Static severity labels collapse under modern attack velocity. When a single event triggers a P1 escalation regardless of asset criticality, identity context, or concurrent telemetry, analysts drown in noise and real intrusions get buried. Dynamic severity scoring replaces fixed priority tiers with context-aware, continuously recalculated risk values computed at the correlation layer. As part of the broader Alert Correlation & Rule Engines pipeline, this scoring stage sits downstream of normalization and correlation and upstream of routing — it is the decision function that converts an enriched event into an actionable priority. This guide walks through a production-grade Python implementation: the data model, the weighting math, score saturation, failure handling, and the observability you need to trust the output in a live Security Operations Center.
Problem Framing
Consider a mid-size enterprise SOC ingesting roughly 28,000 events per second across EDR, cloud audit logs (AWS CloudTrail, Azure Activity), identity providers, and network flow records. The detection content emits a flat severity drawn from vendor defaults or raw CVSS. The result is predictable: tens of thousands of “medium” alerts per shift, no two of which carry the same real-world risk, and an analyst pool that can meaningfully triage perhaps a few dozen.

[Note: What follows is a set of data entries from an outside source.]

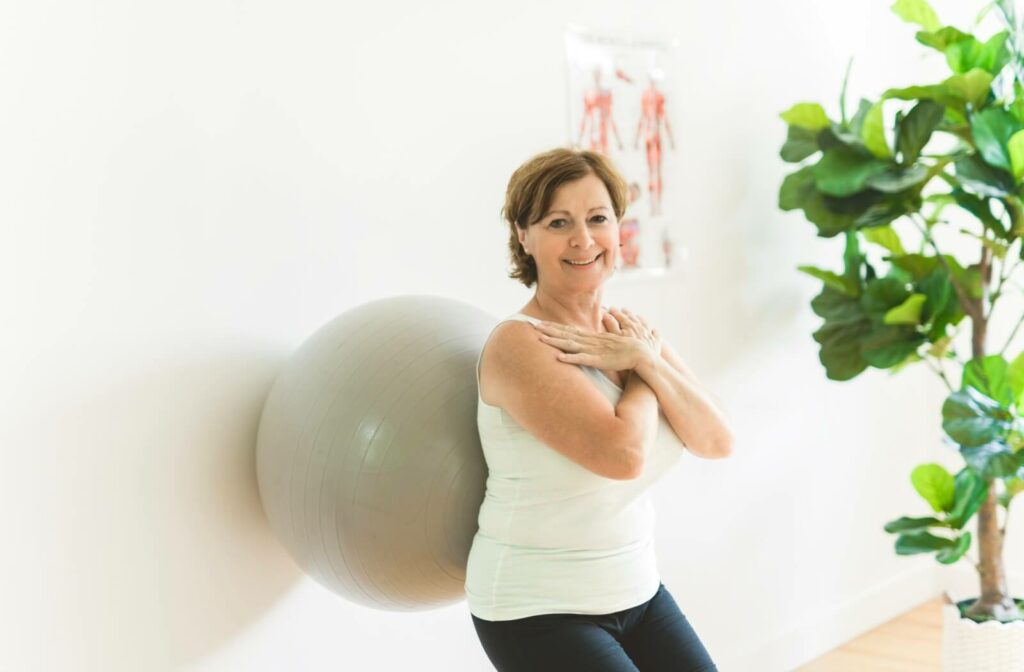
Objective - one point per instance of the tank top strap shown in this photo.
(517, 317)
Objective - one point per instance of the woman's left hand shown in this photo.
(627, 344)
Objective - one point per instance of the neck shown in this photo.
(579, 309)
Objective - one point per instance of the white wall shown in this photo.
(189, 190)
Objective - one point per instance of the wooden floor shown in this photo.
(911, 642)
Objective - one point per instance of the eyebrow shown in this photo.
(552, 212)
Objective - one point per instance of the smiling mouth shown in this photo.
(583, 264)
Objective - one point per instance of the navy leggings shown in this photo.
(650, 637)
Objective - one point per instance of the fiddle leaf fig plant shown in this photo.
(943, 161)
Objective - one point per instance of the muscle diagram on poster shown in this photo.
(621, 105)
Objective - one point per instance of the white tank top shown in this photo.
(554, 537)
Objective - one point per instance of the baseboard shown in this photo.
(822, 631)
(962, 581)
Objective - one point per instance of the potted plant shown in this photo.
(935, 160)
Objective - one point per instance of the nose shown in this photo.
(582, 237)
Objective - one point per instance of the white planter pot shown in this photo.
(989, 646)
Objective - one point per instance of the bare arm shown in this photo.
(687, 406)
(638, 408)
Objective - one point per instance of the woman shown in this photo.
(580, 411)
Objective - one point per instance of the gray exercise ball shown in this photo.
(368, 456)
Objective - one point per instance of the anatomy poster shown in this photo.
(621, 105)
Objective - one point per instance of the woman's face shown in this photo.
(580, 225)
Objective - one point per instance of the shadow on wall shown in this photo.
(169, 549)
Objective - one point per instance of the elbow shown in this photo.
(722, 447)
(629, 464)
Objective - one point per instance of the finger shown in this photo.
(611, 324)
(577, 358)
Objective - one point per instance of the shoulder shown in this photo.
(513, 346)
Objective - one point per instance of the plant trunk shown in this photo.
(995, 600)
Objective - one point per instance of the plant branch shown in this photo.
(970, 305)
(1012, 334)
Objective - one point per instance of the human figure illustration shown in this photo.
(651, 118)
(597, 111)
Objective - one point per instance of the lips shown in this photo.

The concrete failure is severity that ignores context. A failed authentication on an ephemeral CI runner and a failed authentication on a domain controller arrive with identical baseline scores. A PowerShell execution that maps to T1059.001 PowerShell looks the same as a benign admin script. Worse, when the same compromised principal appears in three telemetry sources within a 15-minute window, the static model still emits three independent mediums instead of one high-confidence critical. Dynamic severity scoring resolves this by applying deterministic, auditable multipliers — asset criticality, ATT&CK weighting, identity risk, and cross-source confidence — to a lightweight baseline, producing a single bounded score that reflects organizational risk rather than vendor taxonomy.
Prerequisites & Environment
The reference engine targets Python 3.11+ for StrEnum, the typing improvements, and faster startup. The scoring core is intentionally dependency-light so it can run inside a Kafka consumer, a SIEM webhook handler, or a SOAR step function without pulling a heavy framework.
python3 -m venv .venv
source .venv/bin/activate
pip install "pydantic>=2.6" "structlog>=24.1"

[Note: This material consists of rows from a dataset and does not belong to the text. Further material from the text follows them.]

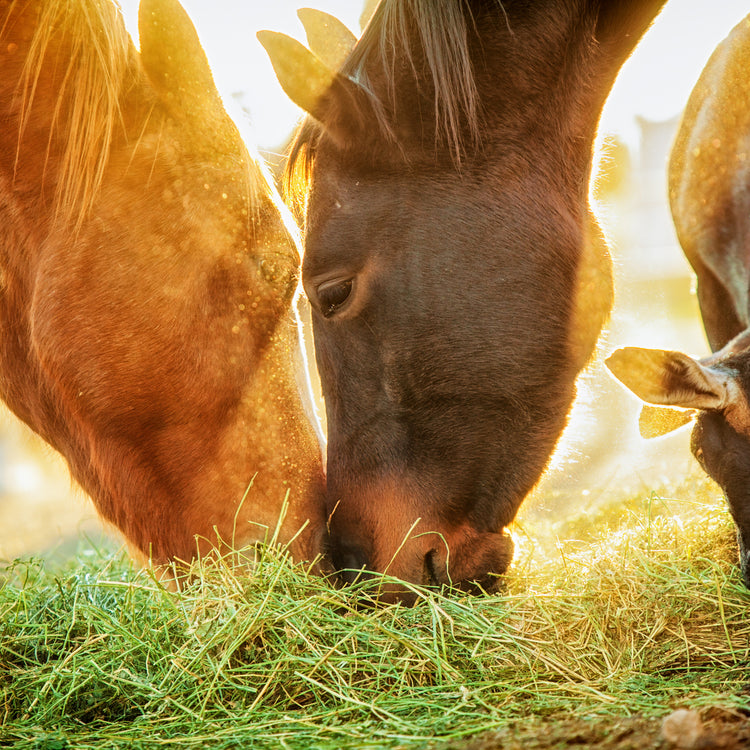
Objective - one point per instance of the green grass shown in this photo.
(642, 613)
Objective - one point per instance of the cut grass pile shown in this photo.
(642, 614)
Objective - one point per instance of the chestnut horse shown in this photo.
(709, 191)
(457, 276)
(146, 285)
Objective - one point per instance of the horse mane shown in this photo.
(433, 33)
(91, 84)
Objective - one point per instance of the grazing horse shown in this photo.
(146, 284)
(457, 277)
(709, 192)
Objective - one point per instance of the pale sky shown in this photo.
(655, 83)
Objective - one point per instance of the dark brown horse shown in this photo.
(709, 190)
(457, 276)
(146, 284)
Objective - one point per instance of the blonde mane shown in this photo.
(87, 113)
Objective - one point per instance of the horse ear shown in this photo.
(341, 106)
(669, 378)
(176, 64)
(656, 421)
(327, 37)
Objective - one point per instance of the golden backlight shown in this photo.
(601, 450)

# Optional, for stream integration shown later:
pip install "aiokafka>=0.10"
Infrastructure assumptions:
- A normalization stage already emits canonical events. If yours does not, build it first via the schema validation pipelines under the ingestion layer — scoring quality is bounded by field hygiene upstream.
- Enrichment lookups (asset CMDB tier, identity risk, threat-intel verdict) are resolved before the event reaches the scorer. Scoring must stay synchronous and CPU-bound; network calls belong in the enrichment gate.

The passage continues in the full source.